DO I NEED AN UMBRELLA?

Have you ever asked your Google assistant “Hey Google!! Is it going to rain today?”

It immediately gives you the weather report based on the data given by the meteorological department of the government which is responsible for weather forecast in your location. But this going to change in the future;

Think about Google answering your same question based on the results of Google DeepMind with more accuracy than just the results of the meteorological department; Think of going out of the house without an umbrella on a rainy day; To add to our woes, on certain days, even the weather forecasts have failed us horribly in anticipating the likelihood of rain.

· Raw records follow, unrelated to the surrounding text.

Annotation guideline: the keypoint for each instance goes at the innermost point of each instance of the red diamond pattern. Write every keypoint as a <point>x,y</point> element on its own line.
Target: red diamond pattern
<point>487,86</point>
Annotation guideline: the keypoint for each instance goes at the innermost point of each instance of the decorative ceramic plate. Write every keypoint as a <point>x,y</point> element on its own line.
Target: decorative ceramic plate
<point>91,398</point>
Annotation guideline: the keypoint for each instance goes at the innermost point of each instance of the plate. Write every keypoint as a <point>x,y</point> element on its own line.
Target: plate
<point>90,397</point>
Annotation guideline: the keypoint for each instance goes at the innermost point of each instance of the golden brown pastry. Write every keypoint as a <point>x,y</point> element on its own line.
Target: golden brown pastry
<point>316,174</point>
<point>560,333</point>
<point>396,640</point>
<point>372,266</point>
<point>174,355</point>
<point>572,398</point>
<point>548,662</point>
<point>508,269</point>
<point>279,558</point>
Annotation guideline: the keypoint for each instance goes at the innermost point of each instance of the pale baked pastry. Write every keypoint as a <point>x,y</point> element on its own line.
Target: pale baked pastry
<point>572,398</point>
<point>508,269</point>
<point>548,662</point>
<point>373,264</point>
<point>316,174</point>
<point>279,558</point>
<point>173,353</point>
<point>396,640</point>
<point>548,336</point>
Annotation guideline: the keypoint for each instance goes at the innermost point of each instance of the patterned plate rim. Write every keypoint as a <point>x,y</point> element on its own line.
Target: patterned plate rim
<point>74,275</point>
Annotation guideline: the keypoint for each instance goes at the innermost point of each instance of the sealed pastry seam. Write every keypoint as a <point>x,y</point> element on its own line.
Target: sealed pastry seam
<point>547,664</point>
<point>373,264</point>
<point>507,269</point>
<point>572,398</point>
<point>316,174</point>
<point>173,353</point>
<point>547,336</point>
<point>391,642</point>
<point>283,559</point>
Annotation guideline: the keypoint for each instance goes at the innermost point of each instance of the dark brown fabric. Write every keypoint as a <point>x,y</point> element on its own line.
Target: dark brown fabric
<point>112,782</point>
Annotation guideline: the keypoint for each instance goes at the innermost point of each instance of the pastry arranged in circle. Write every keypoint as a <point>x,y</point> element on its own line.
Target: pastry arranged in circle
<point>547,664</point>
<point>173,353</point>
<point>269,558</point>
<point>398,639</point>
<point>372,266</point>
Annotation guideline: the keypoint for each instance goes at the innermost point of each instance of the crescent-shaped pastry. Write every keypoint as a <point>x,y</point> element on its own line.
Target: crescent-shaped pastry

There’s going to be a more accurate solution to this problem in the coming future

Google’s DeepMind scientists have created an artificial intelligence-based forecasting system that can predict the chance of rain in the next two hours more precisely than existing methods.

The system learned how to identify common patterns of rainfall, using UK radar maps from 2016 to 2018, was tested on maps from 2019, and found, by 50 Met Office meteorologists, to be accurate in 89% of cases.

The weather predictions are driven by powerful numerical weather prediction (NWP) systems. By solving physical equations, NWPs provide essential planet-scale predictions several days ahead. However, they struggle to generate high-resolution predictions for short lead times under two hours. Nowcasting fills the performance gap in this crucial time interval.

Nowcasting is essential for sectors like water management, agriculture, aviation, emergency planning, and outdoor events. Advances in weather sensing have made high-resolution radar data–which measures the amount of precipitation at ground level–available at high frequency (e.g., every 5 mins at 1 km resolution). This combination of a crucial area where existing methods struggle, and the availability of high-quality data provides the opportunity for machine learning to make its contributions to nowcasting.

The research, published in the journal Nature, found: “Meteorologists significantly preferred the [AI] approach to competing methods.”

DeepMind senior scientist Shakir Mohamed said: “It’s very early days but this trial shows that AI could be a powerful tool, enabling forecasters to spend less time trawling through ever-growing piles of prediction data and instead focus on better understanding the implications of their forecasts.

“This will be integral for mitigating the adverse effects of climate change today, supporting adaptation to changing weather patterns and potentially saving lives.”